Is Hagerman doing anything wrong? Does he – do the rest of us – have a duty to read the news?
Minimally, it seems like Erik Hagerman is not as virtuous as he could be, yet some aspects of our commonsense moral attitudes suggest that we think that he’s doing something outright morally wrong. The existence of high-school civics class, the despair over the decline of local newspapers, the hand-wringing
over the small percentage of adults who are informed about politics and economics – all of these suggest a commonsense belief that it’s a duty, not just a
virtue, to stay abreast of current events.1 But dig deeper, and it’s not clear why reading the news would be morally obligatory or even virtuous. When we read the news, what does that do for the world? Most of us rarely have the opportunity to change the lives of those whom we read about in the morning newspaper.
In this paper, I’ll argue that reading the news is generally morally obligatory anyway. Initially, we’ll see that many potentially promising justifications for this duty fail. The duty to read the news cannot be justified solely because of the value of information or the material benefits to others, or as an obligation of democratic citizenship, or as a self-regarding duty. Our duty to read the news is best justified because we have a positive duty of respect for others – and it’s difficult, often impossible, to fulfill this duty without reading the news. We’ll then explore some of the ramifications of this justification. Seeing reading the news as a way to respect others means that we will likely find ourselves reading less about political horseraces and minor economic shifts and more about the real lives of people whom we don’t know and will never meet.

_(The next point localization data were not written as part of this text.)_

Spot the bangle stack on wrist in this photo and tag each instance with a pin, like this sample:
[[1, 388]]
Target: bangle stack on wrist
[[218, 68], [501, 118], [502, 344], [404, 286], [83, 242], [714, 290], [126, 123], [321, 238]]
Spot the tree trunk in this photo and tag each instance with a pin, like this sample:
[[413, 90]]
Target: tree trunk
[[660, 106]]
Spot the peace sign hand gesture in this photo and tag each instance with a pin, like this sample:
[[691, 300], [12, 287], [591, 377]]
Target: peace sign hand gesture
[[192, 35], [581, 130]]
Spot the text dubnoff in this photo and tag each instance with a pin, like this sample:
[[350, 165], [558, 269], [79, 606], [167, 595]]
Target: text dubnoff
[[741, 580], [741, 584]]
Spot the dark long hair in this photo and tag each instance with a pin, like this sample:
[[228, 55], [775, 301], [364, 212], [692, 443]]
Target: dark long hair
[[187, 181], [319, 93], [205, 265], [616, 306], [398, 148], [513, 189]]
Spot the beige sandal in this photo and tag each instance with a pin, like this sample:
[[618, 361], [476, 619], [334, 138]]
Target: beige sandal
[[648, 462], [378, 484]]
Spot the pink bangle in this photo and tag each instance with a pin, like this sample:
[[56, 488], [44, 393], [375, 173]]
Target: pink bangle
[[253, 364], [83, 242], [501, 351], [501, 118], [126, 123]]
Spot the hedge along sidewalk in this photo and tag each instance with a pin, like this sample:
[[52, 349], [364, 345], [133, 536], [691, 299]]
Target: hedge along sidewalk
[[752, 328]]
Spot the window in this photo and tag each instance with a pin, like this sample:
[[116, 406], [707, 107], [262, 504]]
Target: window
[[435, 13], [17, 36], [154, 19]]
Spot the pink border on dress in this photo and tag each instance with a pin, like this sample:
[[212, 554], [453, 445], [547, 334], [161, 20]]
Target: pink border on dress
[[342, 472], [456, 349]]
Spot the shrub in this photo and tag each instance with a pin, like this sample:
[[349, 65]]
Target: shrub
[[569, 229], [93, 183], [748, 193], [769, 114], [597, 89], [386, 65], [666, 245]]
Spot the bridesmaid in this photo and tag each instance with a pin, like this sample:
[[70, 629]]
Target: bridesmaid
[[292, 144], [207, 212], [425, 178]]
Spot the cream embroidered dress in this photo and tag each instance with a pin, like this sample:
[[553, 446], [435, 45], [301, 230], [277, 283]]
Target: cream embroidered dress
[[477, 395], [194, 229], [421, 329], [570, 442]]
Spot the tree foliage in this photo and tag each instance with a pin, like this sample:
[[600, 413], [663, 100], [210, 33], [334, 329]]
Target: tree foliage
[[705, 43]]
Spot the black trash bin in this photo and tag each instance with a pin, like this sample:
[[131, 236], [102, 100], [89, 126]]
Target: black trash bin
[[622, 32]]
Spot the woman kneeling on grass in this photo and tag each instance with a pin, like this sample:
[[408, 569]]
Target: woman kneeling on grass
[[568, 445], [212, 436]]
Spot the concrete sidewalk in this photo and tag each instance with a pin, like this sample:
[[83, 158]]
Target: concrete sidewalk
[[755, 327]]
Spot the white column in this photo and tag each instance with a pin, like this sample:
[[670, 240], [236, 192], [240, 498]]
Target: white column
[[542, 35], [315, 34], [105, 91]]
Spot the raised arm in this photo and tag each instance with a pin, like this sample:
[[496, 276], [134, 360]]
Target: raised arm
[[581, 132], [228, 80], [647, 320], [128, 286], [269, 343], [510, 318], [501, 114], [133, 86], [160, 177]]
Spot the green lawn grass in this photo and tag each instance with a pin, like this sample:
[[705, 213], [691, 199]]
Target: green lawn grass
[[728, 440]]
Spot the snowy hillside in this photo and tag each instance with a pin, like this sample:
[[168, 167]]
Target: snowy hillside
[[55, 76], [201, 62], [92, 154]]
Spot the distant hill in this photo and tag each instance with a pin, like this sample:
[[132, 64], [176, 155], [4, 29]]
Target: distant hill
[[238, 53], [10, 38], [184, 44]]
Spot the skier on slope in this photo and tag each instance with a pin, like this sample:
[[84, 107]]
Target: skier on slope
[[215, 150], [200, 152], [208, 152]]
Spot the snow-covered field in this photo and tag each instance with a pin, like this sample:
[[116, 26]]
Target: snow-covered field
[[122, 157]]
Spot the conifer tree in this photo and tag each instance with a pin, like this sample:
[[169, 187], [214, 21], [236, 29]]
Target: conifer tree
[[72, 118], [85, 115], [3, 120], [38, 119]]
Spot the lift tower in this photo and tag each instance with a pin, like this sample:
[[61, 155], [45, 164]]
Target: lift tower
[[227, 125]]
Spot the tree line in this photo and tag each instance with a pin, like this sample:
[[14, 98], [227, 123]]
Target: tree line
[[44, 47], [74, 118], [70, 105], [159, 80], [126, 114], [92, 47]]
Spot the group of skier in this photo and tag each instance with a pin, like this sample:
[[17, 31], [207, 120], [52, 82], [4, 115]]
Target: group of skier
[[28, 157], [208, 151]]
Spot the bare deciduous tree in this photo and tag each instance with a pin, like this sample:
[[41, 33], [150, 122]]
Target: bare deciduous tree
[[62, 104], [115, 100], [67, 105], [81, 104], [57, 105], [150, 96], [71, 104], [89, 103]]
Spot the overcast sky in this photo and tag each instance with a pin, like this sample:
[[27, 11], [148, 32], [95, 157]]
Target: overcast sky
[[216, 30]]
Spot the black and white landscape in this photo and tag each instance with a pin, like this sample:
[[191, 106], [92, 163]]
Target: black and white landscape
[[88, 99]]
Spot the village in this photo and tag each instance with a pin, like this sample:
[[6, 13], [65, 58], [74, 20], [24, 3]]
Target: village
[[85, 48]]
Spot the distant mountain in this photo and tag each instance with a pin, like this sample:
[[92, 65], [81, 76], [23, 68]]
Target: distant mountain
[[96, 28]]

Before we begin, some clarification about what it is to read the news. By news, I mean factual information about current events (political, economic, human-interest, sports, celebrity, art, and so on), not opinion writing or hot takes. When I talk about reading the news, I’m using this as shorthand for any way we consume factual information about current events – the newspapers, magazines, radio, podcasts, blogs, tweets, and TikToks we read, listen to, and scroll through.